With FirebaseDeepLinkPasteboardRetrievalEnabled set to false dynamic links stopped working on the first app install. On other hand, displaying that the app is reading from the user's pasteboard is unacceptable. Looks like we need to wait for a better solution :-/

hi @agordeev could you please let me know whether you are not at all receiving any links after FirebaseDeepLinkPasteboardRetrievalEnabled set to false? You are supposed to get FDL working with a weak/default match. Please let us know if thats not the case. thanks

Hi, how to get the weak/default match? Is there any code sample?

[misyobun]

With FirebaseDeepLinkPasteboardRetrievalEnabled set to false dynamic links stopped working on the first app install.
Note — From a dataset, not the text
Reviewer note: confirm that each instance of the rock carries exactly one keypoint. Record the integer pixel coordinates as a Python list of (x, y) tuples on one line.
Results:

On other hand, displaying that the app is reading from the user's pasteboard is unacceptable. Looks like we need to wait for a better solution :-/

hi @agordeev could you please let me know whether you are not at all receiving any links after FirebaseDeepLinkPasteboardRetrievalEnabled set to false? You are supposed to get FDL working with a weak/default match. Please let us know if thats not the case. thanks

Hi, how to get the weak/default match? Is there any code sample?

@yz Hi, You can get the weak/default match info like this.

// DynamicLink
if let dynamicLink: DynamicLink = DynamicLinks.dynamicLinks().dynamicLink(fromCustomSchemeURL: url) {
    print(" \(dynamicLink.matchType)") <---------
}

I can guess that the match(weak/default) is based on the device information here.

https://github.com/firebase/firebase-ios-sdk/blob/master/FirebaseDynamicLinks/Sources/FIRDynamicLinkNetworking.m#L208

[abbas-mulani]

Any update on this?

I have done following:

1. Added FirebaseDeepLinkPasteboardRetrievalEnabled and set it to false in Info.plist.
2. Perform diagnosis :

[FIRDynamicLinks performDiagnosticsWithCompletion:nil];

Output : performDiagnostic completed successfully! No errors found.

Then also, it is showing popup of paste board.

[santiagolimas]

Has there been any update on this topic?

[kaz-mercari]

Is there any updates on this?

[paulb777]

I'm going to close this issue, since the original problem was addressed with the plist option in 6.28.0. Please open another issue for related or other questions and issues.